Graves presented the commission with two ways the increased funding could be used to improve the movement of freight throughout the United States.

Under ATA’s Freight Corridors Initiative, the higher taxes would finance projects identified by the Federal Highway Administration as “providing congestion relief at bottlenecks on corridors which have the most significant impacts on trucking mobility and on the U.S. economy,” according to Graves’ testimony.

He also suggested using fuel tax revenue to finance the construction of a new four-lane, truck-only highway network adjacent to current high-volume freight corridors.

“Over the next several transportation reauthorization bill cycles, a highway network could be built to facilitate the exclusive movement of freight by trucks throughout the nation,” said Graves, who estimated the cost between $200 billion and $300 billion.

However, Peters told TT that “fuel taxes alone are not a viable solution” to pay for the nation’s transportation needs and that “it is difficult for Congress to look at the totality of transportation needs and block off funds.” “Focusing specific money on specific projects is a challenge,” she said. “It’s not just a question of how much we spend — it’s how we’re spending.”

Similarly, Jack Schenendorf, vice chairman of the commission and a longtime congressional staffer and attorney, said, “The enormity of our need is so great that to address those [funding] problems in the future is going to take raising money in other ways” separate from just fuel tax increases.

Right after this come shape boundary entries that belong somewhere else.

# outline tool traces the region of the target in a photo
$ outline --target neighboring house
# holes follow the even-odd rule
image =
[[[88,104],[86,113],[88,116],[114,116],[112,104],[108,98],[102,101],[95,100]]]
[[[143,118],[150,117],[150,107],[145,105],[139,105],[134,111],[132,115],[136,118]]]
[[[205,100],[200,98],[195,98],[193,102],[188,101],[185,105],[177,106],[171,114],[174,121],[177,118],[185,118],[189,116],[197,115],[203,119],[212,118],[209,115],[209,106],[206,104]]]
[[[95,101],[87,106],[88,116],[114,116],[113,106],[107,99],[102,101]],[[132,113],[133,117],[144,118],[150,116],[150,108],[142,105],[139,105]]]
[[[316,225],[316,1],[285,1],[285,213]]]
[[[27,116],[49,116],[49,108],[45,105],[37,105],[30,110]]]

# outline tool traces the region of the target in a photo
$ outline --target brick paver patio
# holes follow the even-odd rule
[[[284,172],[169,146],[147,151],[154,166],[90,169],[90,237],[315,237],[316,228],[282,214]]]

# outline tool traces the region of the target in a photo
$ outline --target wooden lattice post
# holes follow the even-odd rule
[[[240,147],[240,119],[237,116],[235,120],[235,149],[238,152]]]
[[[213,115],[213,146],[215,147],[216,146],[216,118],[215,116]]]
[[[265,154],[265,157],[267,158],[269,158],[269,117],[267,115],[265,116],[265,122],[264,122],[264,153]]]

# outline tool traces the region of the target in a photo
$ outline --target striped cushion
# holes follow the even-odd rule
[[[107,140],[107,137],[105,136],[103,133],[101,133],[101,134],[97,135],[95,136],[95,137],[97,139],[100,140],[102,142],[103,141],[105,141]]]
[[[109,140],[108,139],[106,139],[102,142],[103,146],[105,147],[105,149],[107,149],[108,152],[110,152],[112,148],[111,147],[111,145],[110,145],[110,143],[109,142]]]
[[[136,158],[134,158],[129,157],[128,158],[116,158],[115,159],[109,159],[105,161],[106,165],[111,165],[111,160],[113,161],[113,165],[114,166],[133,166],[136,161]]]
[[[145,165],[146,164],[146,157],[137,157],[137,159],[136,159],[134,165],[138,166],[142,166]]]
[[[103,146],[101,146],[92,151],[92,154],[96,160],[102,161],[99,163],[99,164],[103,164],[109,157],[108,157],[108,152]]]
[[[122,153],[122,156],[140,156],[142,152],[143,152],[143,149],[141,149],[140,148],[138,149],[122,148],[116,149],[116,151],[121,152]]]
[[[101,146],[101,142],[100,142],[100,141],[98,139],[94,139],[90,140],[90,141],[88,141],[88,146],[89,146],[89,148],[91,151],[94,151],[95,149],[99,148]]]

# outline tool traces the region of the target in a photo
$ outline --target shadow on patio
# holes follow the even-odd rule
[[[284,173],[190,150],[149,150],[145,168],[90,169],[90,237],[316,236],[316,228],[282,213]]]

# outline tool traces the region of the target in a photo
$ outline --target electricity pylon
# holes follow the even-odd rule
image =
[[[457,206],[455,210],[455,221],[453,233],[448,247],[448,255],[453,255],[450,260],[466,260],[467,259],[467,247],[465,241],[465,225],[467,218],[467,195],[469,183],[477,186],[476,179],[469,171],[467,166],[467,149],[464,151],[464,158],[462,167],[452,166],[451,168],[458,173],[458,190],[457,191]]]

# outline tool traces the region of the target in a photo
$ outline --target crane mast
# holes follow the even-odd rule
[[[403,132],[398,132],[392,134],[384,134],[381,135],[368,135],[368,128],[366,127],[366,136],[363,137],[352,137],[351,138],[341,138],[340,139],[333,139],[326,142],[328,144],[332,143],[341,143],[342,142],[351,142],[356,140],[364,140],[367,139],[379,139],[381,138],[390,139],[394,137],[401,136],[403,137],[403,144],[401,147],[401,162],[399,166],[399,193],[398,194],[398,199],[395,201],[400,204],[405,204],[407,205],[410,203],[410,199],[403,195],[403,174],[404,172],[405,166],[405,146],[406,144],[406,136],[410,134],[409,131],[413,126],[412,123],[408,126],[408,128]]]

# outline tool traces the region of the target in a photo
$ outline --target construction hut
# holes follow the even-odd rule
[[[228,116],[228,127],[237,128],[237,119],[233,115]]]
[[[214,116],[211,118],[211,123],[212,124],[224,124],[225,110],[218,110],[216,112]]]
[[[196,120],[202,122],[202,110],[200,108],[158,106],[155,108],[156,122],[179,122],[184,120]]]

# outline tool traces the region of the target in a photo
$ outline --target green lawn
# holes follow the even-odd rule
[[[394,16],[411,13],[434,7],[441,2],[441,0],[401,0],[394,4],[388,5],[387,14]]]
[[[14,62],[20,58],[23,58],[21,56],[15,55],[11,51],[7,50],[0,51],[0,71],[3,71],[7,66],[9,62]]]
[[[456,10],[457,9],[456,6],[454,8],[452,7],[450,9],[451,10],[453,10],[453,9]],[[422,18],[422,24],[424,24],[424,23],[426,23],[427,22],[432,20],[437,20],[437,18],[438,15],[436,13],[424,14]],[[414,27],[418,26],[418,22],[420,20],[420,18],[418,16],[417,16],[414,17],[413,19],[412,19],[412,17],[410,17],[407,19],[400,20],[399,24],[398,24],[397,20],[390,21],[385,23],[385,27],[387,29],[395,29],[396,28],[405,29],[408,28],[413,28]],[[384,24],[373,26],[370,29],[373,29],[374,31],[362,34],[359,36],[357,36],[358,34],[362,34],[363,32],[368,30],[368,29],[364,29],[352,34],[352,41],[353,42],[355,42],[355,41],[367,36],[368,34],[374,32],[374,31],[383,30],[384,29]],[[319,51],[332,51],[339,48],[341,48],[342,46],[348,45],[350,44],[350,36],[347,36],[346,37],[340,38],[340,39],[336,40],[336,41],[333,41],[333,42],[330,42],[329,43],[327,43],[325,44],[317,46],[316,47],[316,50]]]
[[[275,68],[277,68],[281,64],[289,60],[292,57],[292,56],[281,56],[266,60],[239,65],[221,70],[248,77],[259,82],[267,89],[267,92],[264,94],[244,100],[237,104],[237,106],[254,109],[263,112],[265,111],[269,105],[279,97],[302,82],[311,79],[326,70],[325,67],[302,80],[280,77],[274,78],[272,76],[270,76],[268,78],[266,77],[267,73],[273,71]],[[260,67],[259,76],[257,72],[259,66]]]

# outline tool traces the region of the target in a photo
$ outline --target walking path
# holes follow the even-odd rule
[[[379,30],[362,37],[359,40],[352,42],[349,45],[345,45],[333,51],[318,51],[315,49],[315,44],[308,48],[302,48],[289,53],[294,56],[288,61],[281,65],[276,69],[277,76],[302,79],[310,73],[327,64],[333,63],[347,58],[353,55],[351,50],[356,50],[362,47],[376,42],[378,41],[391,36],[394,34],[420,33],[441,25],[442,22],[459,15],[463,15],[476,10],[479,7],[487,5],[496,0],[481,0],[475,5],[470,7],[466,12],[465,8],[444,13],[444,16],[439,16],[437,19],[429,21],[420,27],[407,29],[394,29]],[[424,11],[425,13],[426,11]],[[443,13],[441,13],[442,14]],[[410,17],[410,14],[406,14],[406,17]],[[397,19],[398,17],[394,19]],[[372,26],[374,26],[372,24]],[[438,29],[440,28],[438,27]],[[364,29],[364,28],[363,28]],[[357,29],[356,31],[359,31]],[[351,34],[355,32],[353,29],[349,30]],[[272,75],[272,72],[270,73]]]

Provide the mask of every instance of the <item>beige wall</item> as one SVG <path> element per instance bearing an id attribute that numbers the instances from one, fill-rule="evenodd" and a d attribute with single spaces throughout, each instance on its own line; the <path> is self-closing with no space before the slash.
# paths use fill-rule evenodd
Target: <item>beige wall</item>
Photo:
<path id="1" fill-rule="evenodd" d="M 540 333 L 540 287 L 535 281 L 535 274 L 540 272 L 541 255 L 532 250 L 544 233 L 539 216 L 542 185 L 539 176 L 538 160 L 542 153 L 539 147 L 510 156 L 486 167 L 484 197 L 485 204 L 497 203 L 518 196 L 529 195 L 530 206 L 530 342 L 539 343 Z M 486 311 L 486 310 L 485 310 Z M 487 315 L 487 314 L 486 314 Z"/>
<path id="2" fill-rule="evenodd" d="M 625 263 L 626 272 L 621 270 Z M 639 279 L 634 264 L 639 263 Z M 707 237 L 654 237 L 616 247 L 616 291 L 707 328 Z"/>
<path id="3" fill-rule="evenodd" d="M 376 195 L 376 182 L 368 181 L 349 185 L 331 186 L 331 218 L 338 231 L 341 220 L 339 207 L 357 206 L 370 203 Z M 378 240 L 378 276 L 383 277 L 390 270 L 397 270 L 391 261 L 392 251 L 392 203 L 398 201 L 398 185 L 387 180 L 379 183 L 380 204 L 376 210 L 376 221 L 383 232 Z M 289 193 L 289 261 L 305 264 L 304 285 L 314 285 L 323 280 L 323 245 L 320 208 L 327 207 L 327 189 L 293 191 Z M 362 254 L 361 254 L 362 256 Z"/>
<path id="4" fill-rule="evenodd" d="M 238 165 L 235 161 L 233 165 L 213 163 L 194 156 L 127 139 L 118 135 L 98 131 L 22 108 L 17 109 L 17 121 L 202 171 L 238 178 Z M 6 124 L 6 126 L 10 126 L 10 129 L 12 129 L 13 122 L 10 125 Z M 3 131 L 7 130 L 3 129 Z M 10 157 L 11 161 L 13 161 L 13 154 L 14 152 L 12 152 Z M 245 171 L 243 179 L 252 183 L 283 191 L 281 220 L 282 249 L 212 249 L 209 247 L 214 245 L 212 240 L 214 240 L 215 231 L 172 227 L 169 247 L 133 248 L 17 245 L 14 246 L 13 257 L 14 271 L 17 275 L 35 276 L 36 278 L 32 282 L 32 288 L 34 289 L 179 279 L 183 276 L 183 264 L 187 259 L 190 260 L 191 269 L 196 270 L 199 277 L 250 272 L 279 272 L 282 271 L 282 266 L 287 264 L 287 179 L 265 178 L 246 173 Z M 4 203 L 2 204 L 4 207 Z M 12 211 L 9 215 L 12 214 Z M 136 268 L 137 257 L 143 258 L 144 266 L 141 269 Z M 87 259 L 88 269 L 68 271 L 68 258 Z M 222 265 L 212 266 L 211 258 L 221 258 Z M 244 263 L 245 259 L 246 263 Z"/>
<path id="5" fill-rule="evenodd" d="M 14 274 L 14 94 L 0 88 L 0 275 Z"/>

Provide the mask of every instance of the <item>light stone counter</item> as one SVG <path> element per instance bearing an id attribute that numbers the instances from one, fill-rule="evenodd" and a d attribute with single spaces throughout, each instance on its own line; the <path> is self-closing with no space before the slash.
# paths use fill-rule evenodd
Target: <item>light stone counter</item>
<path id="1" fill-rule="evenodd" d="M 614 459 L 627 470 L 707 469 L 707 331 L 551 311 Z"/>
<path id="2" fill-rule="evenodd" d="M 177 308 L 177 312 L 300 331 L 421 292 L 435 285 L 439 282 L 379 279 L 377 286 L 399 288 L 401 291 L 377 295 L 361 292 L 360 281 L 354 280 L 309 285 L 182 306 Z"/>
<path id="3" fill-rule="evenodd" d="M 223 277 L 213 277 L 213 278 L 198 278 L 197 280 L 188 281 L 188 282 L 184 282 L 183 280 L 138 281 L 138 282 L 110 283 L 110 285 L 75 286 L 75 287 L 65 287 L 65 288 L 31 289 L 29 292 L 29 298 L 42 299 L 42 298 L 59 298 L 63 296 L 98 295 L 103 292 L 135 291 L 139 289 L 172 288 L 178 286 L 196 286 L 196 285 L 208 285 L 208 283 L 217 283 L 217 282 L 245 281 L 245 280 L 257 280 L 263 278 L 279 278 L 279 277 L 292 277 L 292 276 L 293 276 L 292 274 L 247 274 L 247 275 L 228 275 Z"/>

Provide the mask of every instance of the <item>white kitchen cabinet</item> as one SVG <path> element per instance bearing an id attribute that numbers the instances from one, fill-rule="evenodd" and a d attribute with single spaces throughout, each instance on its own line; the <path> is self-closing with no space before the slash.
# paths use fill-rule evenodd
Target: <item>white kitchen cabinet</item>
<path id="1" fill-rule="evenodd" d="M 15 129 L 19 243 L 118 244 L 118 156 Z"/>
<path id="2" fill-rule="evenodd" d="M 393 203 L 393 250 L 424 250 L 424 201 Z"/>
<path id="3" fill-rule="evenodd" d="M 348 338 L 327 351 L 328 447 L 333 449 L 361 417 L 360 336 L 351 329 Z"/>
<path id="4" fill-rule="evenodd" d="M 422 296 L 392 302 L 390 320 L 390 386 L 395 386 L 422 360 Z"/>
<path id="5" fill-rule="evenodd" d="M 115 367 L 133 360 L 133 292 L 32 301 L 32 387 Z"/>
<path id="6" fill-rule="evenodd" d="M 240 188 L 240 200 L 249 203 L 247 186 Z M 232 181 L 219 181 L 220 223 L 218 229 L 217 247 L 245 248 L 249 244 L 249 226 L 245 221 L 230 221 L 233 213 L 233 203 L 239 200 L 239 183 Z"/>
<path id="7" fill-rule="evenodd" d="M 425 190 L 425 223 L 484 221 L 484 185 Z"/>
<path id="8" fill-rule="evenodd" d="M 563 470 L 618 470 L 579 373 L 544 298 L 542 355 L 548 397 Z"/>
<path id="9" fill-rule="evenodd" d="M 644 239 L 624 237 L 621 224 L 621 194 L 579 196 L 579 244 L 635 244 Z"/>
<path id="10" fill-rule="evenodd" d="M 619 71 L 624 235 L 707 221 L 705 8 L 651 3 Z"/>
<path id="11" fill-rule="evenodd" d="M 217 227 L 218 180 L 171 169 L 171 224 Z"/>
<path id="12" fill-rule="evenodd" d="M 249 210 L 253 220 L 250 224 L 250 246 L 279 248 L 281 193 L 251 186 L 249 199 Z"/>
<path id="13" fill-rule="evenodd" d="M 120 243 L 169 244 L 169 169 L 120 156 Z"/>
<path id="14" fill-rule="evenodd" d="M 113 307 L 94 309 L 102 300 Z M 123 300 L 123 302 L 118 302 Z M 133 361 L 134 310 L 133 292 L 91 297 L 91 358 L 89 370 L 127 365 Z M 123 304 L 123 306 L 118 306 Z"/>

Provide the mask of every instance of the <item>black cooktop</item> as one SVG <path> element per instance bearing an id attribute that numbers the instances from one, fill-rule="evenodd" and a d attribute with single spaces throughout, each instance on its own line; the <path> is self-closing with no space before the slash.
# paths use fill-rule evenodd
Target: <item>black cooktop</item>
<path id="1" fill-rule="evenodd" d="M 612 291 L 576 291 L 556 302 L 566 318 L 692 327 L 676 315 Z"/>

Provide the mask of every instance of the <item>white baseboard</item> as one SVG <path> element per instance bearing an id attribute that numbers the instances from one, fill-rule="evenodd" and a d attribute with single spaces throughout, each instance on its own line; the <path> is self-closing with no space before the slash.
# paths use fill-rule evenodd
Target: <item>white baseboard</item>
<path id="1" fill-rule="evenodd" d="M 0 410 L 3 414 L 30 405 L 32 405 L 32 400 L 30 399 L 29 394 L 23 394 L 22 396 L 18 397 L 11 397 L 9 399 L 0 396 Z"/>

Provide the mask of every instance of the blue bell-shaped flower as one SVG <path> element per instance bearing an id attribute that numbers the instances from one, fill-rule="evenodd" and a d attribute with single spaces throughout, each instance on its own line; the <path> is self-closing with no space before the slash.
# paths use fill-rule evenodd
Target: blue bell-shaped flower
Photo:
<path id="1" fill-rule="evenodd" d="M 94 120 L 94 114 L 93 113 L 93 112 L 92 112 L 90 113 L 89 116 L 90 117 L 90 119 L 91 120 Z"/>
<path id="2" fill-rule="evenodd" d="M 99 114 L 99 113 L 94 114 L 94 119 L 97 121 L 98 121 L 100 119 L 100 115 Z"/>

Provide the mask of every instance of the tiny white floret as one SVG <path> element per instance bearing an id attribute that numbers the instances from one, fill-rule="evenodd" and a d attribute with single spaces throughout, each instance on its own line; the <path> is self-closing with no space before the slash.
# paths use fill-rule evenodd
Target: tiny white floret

Commission member Pat Quinn, who is co-chairman of truckload carrier U.S. Xpress Enterprises and current ATA chairman, told TT the federal fuel tax “is the only tool we have . . . for up to 15 years” to fund transportation infrastructure.

However, Quinn said at least 20% of the revenue collected from the tax has been diverted to transportation projects that do not directly benefit freight movement, a problem that has resulted in “a patchwork quilt of earmarked [transportation] projects.”

Other officials testifying before the commission also called for increased fuel taxes and segregated funding for a federal freight transportation program. “We’re in harmony with ATA; we need revenue streams fire-walled for one purpose . . . to address the very serious capacity problem as it relates to freight,” said Charles Potts, vice chairman of the American Road and Transportation Builders Association.

“We’re willing to pay; we’re just not willing to pay for business-as-usual, where all the revenue is thrown into one pot.” Scott Haggerty, testifying on behalf of the National Association of Counties, said the federal fuel tax “is the only proven viable funding source.”

Haggerty later told TT that because “the trucking industry is making more of a contribution with increased fuel taxes, that funding needs to be protected by the federal government.” Rolf Lundberg, senior vice president of congressional affairs for the U.S. Chamber of Commerce, told the commission that “fuel taxes are currently the simplest and most effective way to fund transportation.

Among other officials who testified were: Robert Darbelnet, president of AAA; John Horsley, executive director of the American Association of State Highway and Transportation Officials; Craig Rockey, vice president of policy and economics for the Association of American Railroads; and Patrick Jones, executive director of the International Bridge, Tunnel and Turnpike Association.